Reacher, with a mirror on a stick.

CHAPTER 76

THE MIRROR SHOWED that the barn was strong and square because it had vertical poles inside that held up the roof ridge and reinforced the timber peg rafters. The poles were foot-square balks of lumber anchored in concrete. There were twelve in total. Five of them had people tied to them. From left to right in the mirror Reacher could see Taylor, then Jackson, then Pauling, then Kate, then Jade. Their arms were pulled behind them and their wrists were tied behind the poles. Their ankles were tied together. They had duct tape across their mouths. All except Jackson. He had no tape. But his mouth was a bloody mess. He had deep cuts above both eyebrows. He wasn’t standing. He had slumped down into a semiconscious crouch at the base of his pole.

It was Taylor who had been wounded. His shirt was torn and soaked with blood, upper right arm. Pauling looked OK. Eyes a little wild above the slash of silver tape, hair all over the place, but she was functioning. Kate was as white as a sheet and her eyes were closed. Jade had slid down her pole and was sitting on her heels, head down, motionless. Maybe she had fainted.

The Toyota had been backed in and turned so that it was hard up against the end wall on the left.

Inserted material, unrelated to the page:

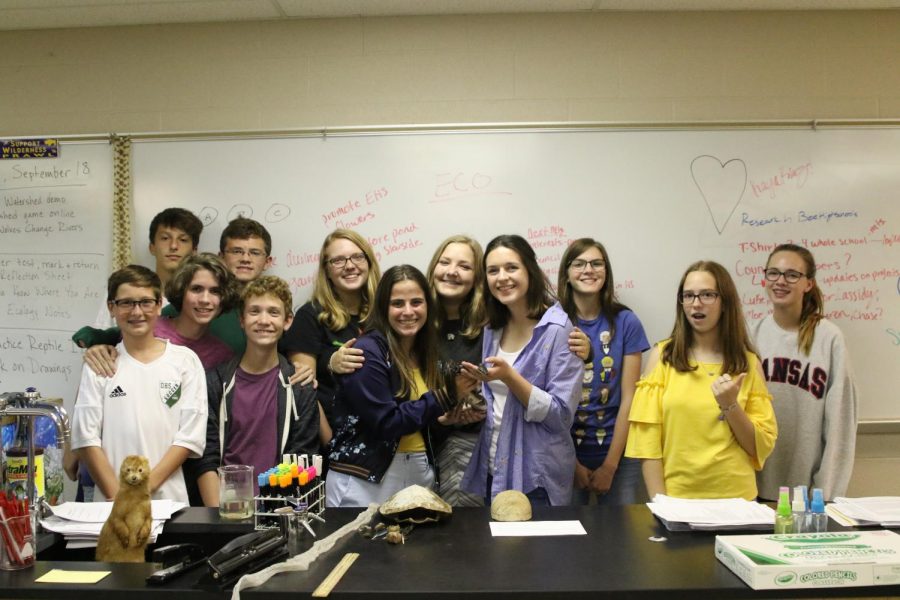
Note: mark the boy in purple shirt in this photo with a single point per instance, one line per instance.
(255, 414)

Its headlights were turned full on, high beam, shining down the long axis of the building, casting twelve harsh shadows from the poles.

Gregory had his MP5 slung across his back and was wrestling with some kind of a large flat panel. An old door, maybe. Or a tabletop. He was walking it across the floor of the barn, left bottom corner, right bottom corner, gripping it with both hands.

Lane was standing completely still in the middle of the floor, his right fist around his MP5’s pistol grip and his left fist around the fore grip. His finger was on the trigger and all ten of his knuckles were showing bone white. He was facing the door, sideways on to the Toyota. Its xenon headlight beams lit up his face in bizarre relief. His eye sockets were like black holes. Borderline mentally ill, people had said. Crossed that border long ago, Reacher thought.